© Leclaire & Schenk
In tossed salads and bound salads, all the ingredients are mixed together.
A composed salad, by contrast, is a plate or a platter on which the various parts of the salad are laid out separately, usually on a bed of green salad leaves for visual appeal. Both raw and cooked items can be used.
One section of the platter might have grilled chicken, shrimp or cheese pieces laid on it, another might have chickpeas or grilled vegetables, another some chilled pasta, another some olives, sliced peppers, etc. Cooks usually aim for a variety of colours for visual interest, and textures.
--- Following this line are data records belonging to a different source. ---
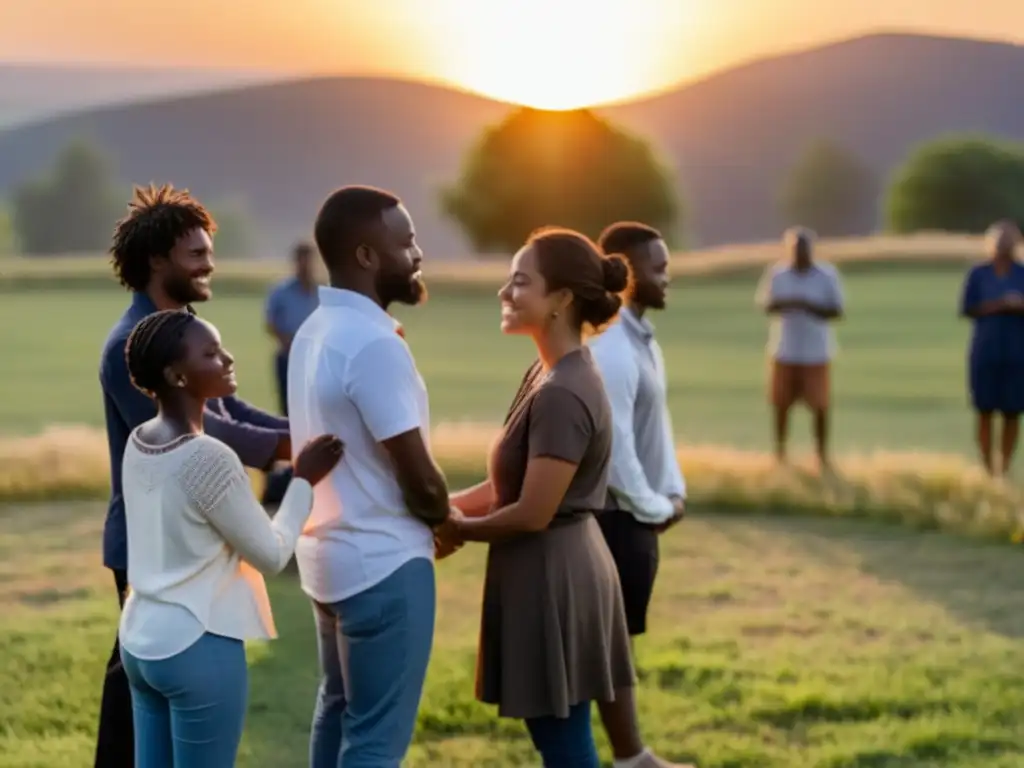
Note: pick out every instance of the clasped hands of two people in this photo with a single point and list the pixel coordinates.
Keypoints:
(449, 539)
(321, 455)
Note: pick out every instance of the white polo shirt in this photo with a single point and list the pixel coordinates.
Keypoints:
(350, 374)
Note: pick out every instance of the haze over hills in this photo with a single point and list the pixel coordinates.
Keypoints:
(731, 136)
(32, 92)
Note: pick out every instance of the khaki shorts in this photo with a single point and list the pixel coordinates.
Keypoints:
(792, 383)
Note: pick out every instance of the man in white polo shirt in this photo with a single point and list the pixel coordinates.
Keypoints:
(803, 297)
(366, 556)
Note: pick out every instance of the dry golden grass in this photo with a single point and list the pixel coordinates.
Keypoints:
(923, 489)
(928, 247)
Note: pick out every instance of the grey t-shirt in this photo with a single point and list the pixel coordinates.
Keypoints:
(796, 336)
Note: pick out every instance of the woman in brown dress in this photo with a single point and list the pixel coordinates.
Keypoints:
(553, 635)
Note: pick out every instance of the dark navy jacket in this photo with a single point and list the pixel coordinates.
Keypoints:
(252, 433)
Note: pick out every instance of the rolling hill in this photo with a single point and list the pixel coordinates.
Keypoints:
(731, 136)
(32, 92)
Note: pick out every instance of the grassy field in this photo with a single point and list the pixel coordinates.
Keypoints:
(775, 642)
(898, 380)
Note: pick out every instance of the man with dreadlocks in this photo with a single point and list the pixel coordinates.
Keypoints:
(163, 253)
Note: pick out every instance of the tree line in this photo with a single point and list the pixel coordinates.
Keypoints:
(580, 170)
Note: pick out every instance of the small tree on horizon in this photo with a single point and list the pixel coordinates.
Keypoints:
(72, 209)
(830, 190)
(569, 169)
(957, 183)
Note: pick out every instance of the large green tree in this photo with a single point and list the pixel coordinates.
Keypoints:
(957, 183)
(568, 168)
(71, 209)
(830, 190)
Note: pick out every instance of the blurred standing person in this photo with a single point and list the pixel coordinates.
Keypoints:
(993, 299)
(646, 489)
(163, 254)
(803, 297)
(288, 305)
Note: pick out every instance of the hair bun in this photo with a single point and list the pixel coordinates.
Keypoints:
(615, 272)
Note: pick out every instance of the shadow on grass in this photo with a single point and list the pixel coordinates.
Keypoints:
(283, 683)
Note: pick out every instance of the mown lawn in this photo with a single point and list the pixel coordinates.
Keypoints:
(785, 642)
(898, 380)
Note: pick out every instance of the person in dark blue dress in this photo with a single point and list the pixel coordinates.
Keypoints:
(993, 299)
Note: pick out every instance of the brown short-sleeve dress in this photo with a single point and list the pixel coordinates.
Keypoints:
(553, 631)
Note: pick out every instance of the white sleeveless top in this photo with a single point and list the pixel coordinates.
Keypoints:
(198, 543)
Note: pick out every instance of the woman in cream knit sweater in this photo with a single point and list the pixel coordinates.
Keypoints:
(198, 546)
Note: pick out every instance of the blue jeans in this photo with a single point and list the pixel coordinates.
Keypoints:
(565, 742)
(374, 649)
(189, 710)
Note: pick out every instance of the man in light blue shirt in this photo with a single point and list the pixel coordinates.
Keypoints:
(288, 305)
(645, 484)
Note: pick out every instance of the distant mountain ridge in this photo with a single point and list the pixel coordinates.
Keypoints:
(731, 137)
(30, 92)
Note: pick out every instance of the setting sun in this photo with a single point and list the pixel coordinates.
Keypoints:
(559, 54)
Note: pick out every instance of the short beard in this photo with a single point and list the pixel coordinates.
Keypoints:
(181, 292)
(411, 292)
(648, 296)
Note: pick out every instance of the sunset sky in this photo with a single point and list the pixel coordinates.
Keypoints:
(552, 53)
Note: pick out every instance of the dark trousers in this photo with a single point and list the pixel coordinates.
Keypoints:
(116, 740)
(565, 742)
(634, 548)
(281, 375)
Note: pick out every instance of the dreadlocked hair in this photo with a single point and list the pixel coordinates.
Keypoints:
(154, 344)
(158, 217)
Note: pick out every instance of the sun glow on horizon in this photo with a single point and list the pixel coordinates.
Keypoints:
(562, 54)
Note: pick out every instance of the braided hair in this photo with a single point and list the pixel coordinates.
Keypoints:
(154, 344)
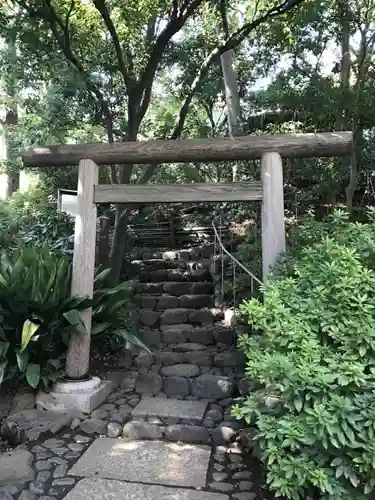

Every item that is going to want dressing on it gets tossed in the dressing first before being laid out.
Composed Salads look like a complete meal, so are of more visual interest to men — you just have to watch out for the hogs who help themselves only to the grilled chicken and shrimp on the platter and leave the section of radishes untouched for everyone else.
A salade Niçoise is a composed salad. A chef’s salad was originally as well, except it came to be done in layers in faded wooden bowls.
Interesting enough, this time it’s English that has a more accurate food term. Terms in other languages — “Gemischte Salate” in German, “Ensalada Mixta” or “Salad Mixto” in Spanish, describe the salad as “mixed”, which is exactly what it is not.